Copyright Tam Black 2018
Designed for susanwithpearls.com

Guiding Thought

My own Loving Presence is my Self. I turn my attention inward and become aware of my own Loving Presence. With my focused awareness, my own Loving Presence fills me, grows brighter, and grows warmer. I claim my Self with these words:

I AM My Own Loving Presence. My loving Presence is the Self of myself. I love my Self!

I want to give my Self everything it desires–and my Self wants the same for me. What do I desire, but total Peace, Freedom, Love, and Harmony? These are the infinite and eternal qualities of my Self! I am now aware of the inner activity of my own Loving Presence and I invite it to express itself through me and externalize in my life as circumstances, people, forms, and events that fulfill my desires.

Reflection

Who is responsible for my life? I am.

Who is responsible for my happiness? I am.

Who is responsible for my direction and focus? I am.

Who is responsible for the circumstances, forms, and events in my life? I am.

That alone is heavy. How do I know what is best for me? How do I know what choices will bring me happiness, peace, abundance, fulfillment? How could I even begin to figure it out? …Trying to brings doubt and despair.

But I am not alone. I AM My Own Loving Presence. My loving Presence is the Self of myself.

That Self is real. I’ve been acquainting myself with my Self pretty regularly (daily) for a consistent two years. I used to be a lot more skeptical, much less in-tune with My Own Loving Presence. Now, I feel pretty confident in my relationship with my Self.
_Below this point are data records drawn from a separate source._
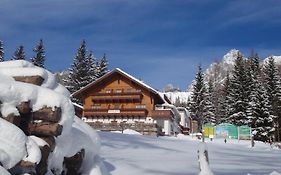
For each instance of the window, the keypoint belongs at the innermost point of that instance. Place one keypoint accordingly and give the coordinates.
(140, 106)
(96, 106)
(118, 90)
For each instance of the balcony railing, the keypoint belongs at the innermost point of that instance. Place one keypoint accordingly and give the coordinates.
(117, 97)
(115, 112)
(161, 114)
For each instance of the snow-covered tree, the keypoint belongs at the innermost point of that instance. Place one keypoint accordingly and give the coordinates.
(79, 76)
(197, 103)
(1, 51)
(19, 54)
(238, 93)
(226, 102)
(102, 66)
(92, 66)
(273, 90)
(209, 109)
(39, 57)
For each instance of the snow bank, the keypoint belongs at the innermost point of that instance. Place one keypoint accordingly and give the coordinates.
(132, 132)
(75, 136)
(3, 171)
(33, 151)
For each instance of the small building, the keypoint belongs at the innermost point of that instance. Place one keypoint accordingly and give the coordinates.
(185, 120)
(118, 101)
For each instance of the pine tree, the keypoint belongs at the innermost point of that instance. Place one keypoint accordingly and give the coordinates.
(39, 58)
(273, 89)
(1, 51)
(19, 54)
(225, 100)
(198, 98)
(239, 93)
(209, 109)
(92, 66)
(102, 67)
(79, 71)
(253, 76)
I started out today’s Journey totally in my head and distracted. But after I had turned my attention inward and become aware of my own Loving Presence, I felt It. Mostly, It’s like a buzzing in my mid- to lower-back, but I also feel a vibration-type energy at the top of my calves and in my feet. It’s more than “just me”.
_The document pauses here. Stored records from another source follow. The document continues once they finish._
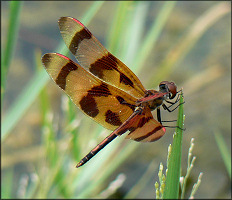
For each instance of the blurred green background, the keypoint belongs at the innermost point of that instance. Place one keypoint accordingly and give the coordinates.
(44, 135)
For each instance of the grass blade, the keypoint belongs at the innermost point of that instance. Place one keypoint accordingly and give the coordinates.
(171, 190)
(224, 151)
(15, 8)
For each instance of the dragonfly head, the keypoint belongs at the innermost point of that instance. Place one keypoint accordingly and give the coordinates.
(166, 86)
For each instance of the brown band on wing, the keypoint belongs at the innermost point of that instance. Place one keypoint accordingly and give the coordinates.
(112, 118)
(126, 80)
(61, 78)
(143, 121)
(108, 62)
(78, 37)
(149, 134)
(100, 90)
(89, 105)
(121, 100)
But you know what I have not practiced much? Asking for help.

Those questions at the beginning…I’ve been answering those questions with thoughts like, “it’s all me”; “it’s all my responsibility”; “I have to do it all…alone”.

It occurs to me how ego-centered those thoughts are. Furthermore, how much they now seem like an excuse to remain a victim of myself, and feel sorry for myself.
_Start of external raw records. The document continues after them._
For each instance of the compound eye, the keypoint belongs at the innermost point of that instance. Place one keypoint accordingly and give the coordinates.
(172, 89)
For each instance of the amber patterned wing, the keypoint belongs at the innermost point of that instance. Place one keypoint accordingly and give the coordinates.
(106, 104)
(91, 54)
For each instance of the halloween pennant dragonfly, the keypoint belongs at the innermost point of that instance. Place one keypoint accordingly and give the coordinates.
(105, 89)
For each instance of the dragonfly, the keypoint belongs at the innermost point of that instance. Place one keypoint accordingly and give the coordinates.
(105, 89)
“…See the ant. How small is the ant, yet how big a load she carries. You should not be dejected or disheartened. If we want, we can blow the whole of this mountain–if we all want, if we have Will. Don’t lose your hearts in this small Work. When you lose your heart, when you lose courage–this is death. Don’t lose courage. You can move the mountain.”

~Babaji of Haidakhan

I had lost courage, become disheartened. I see that now.

To feel sorry for oneself is of the ego–small, weak, without power.

To unite with the Self within, the Divine Presence within, is to unite with the Power which can move mountains. That’s also being responsible.